How do you fix this? Define a class to contain the array
and its length; before allowing any access to the array,
you can then check whether the access is legal or in error.
- Casts from integers to pointers and back. Another source
of runaway pointers is that C and C++ allow you to convert
integers to pointers, and back again. Needless to say, using a
random integer value as a pointer is likely to result in unpredictable
symptoms that will be very hard to track down.
In addition, on some 64 bit machines, such as the Alpha, it is
no longer the case that the size of an integer is the same as the
the size of a pointer. If you cast between pointers and integers,
you are also writing highly non-portable code.
- Using bit shift in place of a multiply or divide.
This is a clarity issue. If you are doing arithmetic, use
arithmetic operators; if you are doing bit manipulation,
use bitwise operators. If I am trying to multiply by 8, which is
easier to understand, x << 3 or x * 8? In the 70's,
when C was being developed, the former would yield more efficient
machine code, but today's compilers generate the same code in both
cases, so readability should be your primary concern.
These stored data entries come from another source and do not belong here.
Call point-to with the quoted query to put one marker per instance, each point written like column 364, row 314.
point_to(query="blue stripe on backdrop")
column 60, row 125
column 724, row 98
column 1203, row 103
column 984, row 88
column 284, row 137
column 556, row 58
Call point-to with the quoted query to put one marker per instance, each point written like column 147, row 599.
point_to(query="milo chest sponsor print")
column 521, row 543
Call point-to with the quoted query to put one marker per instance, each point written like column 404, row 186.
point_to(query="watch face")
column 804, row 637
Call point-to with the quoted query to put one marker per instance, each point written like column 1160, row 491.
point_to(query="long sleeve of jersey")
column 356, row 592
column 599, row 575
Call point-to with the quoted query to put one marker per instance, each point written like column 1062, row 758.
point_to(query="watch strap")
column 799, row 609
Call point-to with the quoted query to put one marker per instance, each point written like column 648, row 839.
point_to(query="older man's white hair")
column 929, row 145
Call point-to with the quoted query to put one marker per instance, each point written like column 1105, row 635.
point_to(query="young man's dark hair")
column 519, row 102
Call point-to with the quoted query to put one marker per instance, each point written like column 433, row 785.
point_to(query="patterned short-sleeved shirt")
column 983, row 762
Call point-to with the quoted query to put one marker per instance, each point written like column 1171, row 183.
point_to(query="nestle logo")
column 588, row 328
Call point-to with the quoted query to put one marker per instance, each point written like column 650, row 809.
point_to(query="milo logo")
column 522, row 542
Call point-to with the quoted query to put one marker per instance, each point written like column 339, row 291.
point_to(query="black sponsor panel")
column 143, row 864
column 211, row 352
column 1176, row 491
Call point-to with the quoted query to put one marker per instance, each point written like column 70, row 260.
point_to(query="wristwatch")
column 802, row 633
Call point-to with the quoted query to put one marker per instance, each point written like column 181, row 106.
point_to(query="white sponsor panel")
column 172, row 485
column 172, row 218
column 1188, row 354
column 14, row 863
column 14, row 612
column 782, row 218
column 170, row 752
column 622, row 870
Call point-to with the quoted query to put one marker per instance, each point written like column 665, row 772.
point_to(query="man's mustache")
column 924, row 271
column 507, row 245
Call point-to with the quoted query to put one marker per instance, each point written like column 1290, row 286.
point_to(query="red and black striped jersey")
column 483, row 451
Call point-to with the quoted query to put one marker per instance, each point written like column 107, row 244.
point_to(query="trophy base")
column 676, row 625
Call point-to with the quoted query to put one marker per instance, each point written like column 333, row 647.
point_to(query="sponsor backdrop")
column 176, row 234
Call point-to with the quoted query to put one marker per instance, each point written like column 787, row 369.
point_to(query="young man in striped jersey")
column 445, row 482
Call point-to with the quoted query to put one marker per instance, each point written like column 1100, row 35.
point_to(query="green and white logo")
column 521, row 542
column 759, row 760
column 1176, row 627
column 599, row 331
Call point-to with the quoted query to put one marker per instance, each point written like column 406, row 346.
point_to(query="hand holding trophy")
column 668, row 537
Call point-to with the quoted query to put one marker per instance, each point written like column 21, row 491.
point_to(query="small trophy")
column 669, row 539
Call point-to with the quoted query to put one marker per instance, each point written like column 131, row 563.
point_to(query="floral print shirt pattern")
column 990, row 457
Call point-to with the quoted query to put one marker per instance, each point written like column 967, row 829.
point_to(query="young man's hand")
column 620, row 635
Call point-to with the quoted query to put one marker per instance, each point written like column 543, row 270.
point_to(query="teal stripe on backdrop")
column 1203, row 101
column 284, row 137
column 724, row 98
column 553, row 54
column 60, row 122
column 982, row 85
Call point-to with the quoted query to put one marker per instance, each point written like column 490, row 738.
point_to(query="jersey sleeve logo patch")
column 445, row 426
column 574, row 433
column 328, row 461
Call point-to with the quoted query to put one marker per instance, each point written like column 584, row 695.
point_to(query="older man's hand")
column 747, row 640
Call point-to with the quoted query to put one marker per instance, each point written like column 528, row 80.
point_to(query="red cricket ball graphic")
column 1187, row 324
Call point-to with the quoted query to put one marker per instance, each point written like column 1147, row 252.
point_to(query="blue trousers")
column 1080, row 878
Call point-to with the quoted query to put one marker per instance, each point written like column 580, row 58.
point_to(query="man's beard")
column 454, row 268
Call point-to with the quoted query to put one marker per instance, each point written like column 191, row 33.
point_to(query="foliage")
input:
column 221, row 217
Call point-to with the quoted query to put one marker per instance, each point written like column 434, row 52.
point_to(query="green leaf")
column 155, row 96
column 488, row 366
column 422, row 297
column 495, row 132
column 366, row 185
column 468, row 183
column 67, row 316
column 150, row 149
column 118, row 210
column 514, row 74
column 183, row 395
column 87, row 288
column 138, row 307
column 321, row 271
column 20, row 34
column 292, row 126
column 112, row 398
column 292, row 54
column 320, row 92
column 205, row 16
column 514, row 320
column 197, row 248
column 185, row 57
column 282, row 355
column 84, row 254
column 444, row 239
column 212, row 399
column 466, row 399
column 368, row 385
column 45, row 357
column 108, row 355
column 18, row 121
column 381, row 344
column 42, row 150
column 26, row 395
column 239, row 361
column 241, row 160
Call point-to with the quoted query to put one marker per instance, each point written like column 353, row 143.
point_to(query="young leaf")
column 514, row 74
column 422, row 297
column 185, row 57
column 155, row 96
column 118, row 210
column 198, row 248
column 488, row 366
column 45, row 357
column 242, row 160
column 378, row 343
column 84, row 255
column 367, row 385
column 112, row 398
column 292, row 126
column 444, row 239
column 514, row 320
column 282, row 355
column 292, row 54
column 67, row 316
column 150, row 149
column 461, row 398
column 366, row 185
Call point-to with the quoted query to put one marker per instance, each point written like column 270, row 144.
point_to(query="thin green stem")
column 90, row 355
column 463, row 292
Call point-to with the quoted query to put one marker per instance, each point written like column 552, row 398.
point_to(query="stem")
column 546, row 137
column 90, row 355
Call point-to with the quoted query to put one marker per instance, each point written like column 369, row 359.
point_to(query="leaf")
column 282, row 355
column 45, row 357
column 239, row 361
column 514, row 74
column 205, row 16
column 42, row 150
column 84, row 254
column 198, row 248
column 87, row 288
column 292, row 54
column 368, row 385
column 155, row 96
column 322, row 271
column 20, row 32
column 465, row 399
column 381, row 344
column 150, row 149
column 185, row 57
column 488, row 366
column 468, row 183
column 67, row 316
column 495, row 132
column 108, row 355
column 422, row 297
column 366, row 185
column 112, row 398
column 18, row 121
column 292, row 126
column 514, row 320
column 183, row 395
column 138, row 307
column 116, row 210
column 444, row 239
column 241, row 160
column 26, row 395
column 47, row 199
- Assignment inside conditional. Many programmers have the attitude
that simplicity equals saving as many keystrokes as possible.
The result can be to hide bugs that would otherwise be obvious.
For example:
if (x = y) {
...
Was the intent really x == y? After all, it's pretty easy
to mistakenly leave off the extra equals sign. By never using
assignment within a conditional, you can tell by code inspection
whether you've made a mistake.
- Using #define when you could use enum.
When a variable can hold one of a small number of values,
the original C practice was to use #define to set up
symbolic names for each of the values. enum does this
in a type-safe way -- it allows the compiler to verify
that the variable is only assigned one of the enumerated values,
and none other. Again, the advantage is to eliminate a class of
errors from your program, making it quicker to debug.